I adore Twilight! I know I am far too old lol but still I love it and I cannot wait to see BD Part 2 on Saturday with my BF 

I write my own stories based on Twilight - commonly named Fan Fiction.

If you fancy a read here is a link to my blog  http://mystories-kizzymouse.blogspot.co.uk/

I will be sad once the film ends, just like I was when the books ended, I think that is why I decided to write my own stories - I just didn't want it all to end! lol


----------



## Sunnypal (Feb 25, 2009)

Did you enjoy the film? I loved it although was about to walk out I was so distraught with the 'twist' ending! Totally wasn't expecting it so was very relieved when it all came good ;-)


----------



## dinkydott (Feb 18, 2011)

Yep saw it last night and was glued to it. And cried up tell the twist and thought phew x x


----------



## lily1980 (Feb 2, 2012)

I also loved it - and felt all emotional at the end when it showed Bella and Edward's moments over the years - aaaahhh I didn't want it to end!!!

Team Vampire all the way x


----------



## flygirl001 (Mar 26, 2011)

Absolutely brilliant film! Oh gosh though, did you hear Aro's laugh..........it's all over YouTube if you missed it.....definitely worth a google!


----------



## staceyemma (Jul 30, 2011)

Edward Cullen yum yum


----------



## kizzymouse (Jan 13, 2006)

Loved the twist! It was needed to bring action to the film   


I watched right to the end and wanted to cry cos it was last one!


----------



## DaisyMaisy (Jan 9, 2011)

Hi ladies, I just have to get involved in this convo! I love love live twilight! I went and saw it on the first Saturday it was out. It is amazing! But I must admit, I am team Jacob........


Xxx


----------



## Tina xx (Aug 30, 2006)

Not sure how true this is, but Lorraine Kelly said in her article in the paper (a few weeks ago) that Robert Pattinson said they are already filming a spin off.
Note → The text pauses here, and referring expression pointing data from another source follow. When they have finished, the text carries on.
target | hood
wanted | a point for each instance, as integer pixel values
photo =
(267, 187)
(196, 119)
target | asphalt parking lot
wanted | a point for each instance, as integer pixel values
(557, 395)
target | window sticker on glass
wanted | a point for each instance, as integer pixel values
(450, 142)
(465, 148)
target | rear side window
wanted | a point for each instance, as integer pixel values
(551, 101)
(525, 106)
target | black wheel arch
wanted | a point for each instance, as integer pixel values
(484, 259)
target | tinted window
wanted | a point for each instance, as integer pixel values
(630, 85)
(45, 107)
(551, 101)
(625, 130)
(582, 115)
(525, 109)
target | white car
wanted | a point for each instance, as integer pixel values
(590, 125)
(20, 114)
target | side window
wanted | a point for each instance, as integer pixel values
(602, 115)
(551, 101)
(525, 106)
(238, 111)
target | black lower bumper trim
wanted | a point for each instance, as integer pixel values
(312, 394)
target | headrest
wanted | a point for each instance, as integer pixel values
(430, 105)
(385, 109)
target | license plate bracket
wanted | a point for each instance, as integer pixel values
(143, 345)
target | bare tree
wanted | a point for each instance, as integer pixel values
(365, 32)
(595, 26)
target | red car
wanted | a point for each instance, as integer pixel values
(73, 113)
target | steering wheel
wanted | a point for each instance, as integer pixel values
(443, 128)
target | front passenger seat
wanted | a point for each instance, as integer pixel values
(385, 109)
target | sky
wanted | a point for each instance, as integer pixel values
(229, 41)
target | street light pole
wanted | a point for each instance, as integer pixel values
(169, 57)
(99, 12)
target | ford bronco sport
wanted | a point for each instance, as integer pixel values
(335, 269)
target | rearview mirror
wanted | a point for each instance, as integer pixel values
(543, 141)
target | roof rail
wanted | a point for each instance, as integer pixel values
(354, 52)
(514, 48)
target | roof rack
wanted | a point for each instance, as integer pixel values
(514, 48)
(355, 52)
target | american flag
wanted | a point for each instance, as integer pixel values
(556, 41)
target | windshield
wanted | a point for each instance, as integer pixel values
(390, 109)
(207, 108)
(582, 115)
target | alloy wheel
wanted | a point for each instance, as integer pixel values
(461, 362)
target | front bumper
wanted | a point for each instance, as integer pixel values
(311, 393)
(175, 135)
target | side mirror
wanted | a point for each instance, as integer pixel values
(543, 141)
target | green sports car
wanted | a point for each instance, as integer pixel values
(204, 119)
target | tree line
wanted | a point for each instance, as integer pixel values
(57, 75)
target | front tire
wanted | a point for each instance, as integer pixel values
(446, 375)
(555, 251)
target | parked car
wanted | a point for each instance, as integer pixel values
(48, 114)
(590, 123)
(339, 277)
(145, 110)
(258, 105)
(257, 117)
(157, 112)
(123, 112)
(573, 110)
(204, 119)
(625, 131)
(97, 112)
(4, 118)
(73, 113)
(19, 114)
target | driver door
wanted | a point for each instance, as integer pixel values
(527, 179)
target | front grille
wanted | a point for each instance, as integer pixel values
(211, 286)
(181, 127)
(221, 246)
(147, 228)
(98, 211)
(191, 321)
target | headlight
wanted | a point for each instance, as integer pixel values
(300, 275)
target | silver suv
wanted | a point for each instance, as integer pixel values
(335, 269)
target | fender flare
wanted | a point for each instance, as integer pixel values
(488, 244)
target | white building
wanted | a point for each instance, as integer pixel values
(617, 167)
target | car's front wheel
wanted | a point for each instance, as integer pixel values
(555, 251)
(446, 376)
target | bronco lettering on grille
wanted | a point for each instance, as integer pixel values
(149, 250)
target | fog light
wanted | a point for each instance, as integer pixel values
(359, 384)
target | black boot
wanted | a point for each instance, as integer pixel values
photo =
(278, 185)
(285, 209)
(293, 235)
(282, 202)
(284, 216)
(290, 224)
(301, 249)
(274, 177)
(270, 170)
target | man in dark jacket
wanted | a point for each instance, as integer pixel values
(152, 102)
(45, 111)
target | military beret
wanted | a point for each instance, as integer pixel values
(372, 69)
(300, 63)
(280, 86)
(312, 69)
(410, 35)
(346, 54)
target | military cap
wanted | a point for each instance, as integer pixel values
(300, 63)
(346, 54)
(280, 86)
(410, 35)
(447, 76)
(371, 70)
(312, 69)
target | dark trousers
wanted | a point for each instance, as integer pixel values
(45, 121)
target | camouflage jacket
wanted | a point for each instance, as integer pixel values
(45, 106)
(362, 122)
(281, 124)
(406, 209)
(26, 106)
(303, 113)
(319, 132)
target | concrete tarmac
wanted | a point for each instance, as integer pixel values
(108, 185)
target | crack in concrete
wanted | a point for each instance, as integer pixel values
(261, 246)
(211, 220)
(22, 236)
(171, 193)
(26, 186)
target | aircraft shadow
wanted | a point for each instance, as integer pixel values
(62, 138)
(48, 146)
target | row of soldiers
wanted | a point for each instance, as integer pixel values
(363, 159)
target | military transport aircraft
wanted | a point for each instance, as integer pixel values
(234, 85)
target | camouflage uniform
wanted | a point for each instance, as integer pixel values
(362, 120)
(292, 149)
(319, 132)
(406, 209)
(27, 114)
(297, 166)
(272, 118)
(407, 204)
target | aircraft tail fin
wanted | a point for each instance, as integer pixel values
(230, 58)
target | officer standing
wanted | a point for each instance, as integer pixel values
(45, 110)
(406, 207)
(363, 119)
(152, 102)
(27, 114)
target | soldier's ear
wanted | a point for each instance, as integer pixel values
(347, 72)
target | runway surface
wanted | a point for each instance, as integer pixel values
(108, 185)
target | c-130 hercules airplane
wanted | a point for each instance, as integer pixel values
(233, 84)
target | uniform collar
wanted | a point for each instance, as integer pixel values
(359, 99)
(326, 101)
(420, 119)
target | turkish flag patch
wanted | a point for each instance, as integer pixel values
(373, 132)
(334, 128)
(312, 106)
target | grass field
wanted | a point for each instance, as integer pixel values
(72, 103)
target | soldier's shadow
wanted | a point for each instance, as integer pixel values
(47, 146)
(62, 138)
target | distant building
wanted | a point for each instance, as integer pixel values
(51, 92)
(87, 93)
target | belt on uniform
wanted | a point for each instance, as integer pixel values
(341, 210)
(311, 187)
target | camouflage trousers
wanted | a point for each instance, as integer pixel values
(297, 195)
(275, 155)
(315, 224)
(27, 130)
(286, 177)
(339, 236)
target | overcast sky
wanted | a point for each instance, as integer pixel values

Also found this link 

http://screenrant.com/twilight-tv-show-sequels-reboot/

Would be great as long as it's to the standard of the other films  

This post contains an unconfirmed link/information and readers are reminded that FertilityFriends.co.uk or its owners are not responsible for the content of external internet sites


----------



## o Doc o (Dec 27, 2012)

My oh love these films and of course vampire diaries, she has all the films and books on kindle for her xmas prezzies


----------



## Tulipwishes (Nov 20, 2011)

i really loved the films too, i havent read the books yet but they are on my list of books to read.


----------